Open snario opened this issue 6 years ago • 5 comments

As far as I can tell, there is no way to get a promise that resolves for all items that are currently in the queue to finish (even if new ones are added later). A hacky workaround is const p = q.add(() => {}) which does get you this, but at the expense of adding an item to the queue.

snario avatar Sep 11 '19 17:09 snario

Doesn't .onIdle do pretty much what you want?

kevva avatar Sep 30 '19 19:09 kevva

When I was testing this I noticed that if I do something like this:

const queue = new Queue({ concurrency: 1 });
const p1 = queue.add(() => { ... });
const p2 = queue.add(() => { ... });
const waitPromise = queue.onIdle();
const p3 = queue.add(() => { ... });

If p2 has not yet begun executing when p3 is assigned, then waitPromise will only resolve after p3 begins executing.
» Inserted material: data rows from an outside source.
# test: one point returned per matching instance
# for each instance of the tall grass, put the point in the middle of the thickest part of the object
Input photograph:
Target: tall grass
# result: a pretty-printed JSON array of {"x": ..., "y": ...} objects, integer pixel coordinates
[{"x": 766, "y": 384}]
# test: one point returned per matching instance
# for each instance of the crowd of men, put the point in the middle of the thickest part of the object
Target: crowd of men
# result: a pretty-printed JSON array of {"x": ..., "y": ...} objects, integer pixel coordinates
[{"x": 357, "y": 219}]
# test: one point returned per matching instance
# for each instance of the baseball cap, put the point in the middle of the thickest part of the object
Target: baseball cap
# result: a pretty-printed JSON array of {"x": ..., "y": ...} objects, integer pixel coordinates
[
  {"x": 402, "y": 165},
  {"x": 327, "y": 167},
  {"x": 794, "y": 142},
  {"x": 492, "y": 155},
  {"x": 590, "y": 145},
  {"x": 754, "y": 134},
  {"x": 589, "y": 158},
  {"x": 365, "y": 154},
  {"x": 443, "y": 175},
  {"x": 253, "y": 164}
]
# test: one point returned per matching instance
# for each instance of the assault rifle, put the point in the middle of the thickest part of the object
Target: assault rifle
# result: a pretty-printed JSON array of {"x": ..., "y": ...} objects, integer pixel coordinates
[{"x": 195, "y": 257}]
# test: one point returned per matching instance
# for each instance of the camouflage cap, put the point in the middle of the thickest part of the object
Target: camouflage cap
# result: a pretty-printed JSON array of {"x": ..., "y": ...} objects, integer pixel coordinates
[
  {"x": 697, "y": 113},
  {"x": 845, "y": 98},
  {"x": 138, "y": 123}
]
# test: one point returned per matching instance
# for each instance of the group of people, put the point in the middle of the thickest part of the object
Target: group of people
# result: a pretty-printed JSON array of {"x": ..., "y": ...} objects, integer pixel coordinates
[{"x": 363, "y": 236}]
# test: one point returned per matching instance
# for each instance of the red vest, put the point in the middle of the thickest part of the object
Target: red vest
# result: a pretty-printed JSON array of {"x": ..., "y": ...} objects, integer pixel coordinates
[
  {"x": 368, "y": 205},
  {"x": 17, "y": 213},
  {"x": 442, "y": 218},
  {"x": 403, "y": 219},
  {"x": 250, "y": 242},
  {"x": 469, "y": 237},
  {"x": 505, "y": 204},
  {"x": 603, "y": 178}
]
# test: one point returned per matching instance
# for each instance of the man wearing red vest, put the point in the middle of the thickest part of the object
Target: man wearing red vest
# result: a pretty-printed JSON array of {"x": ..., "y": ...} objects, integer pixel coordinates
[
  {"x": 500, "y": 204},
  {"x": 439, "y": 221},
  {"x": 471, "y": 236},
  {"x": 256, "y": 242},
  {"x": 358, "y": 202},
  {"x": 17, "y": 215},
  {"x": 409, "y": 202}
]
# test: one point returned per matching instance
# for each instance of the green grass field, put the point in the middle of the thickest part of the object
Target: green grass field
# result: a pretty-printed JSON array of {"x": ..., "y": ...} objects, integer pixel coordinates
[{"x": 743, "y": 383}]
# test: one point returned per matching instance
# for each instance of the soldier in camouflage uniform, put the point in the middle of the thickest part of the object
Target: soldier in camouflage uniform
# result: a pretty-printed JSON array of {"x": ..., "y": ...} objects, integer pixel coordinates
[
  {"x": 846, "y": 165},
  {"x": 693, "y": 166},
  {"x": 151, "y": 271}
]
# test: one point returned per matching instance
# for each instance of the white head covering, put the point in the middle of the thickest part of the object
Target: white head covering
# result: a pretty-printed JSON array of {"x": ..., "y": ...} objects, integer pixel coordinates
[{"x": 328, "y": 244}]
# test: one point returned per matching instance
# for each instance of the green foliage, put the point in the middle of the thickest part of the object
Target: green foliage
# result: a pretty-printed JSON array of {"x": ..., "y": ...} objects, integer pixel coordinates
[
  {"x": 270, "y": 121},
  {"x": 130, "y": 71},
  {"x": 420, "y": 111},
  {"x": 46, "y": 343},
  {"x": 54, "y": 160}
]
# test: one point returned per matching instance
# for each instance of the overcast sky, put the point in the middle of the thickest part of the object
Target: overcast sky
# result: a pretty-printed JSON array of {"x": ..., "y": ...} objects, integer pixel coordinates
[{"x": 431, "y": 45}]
But what I need is for waitPromise to resolve when p2 begins executing (i.e., when the queue was idle at the point that onIdle was called).

snario avatar Oct 01 '19 03:10 snario

You should use await queue.onIdle() since it returns a promise. Same with queue.add() really.

kevva avatar Oct 01 '19 16:10 kevva

My use case requires me to add to many queues simultaneously, not that code snippet precisely. Specifically what I need is for a promise to be added to n queues at the same time, and wait for everything to be finished in every queue that it was added to before running that promise.

snario avatar Oct 03 '19 06:10 snario

I have a separate hacky workaround by the way:

const d = new Deferred();
const p1 = queue.add(() => { d.resolve(); ... });
const waitPromise = d.promise;

snario avatar Oct 03 '19 06:10 snario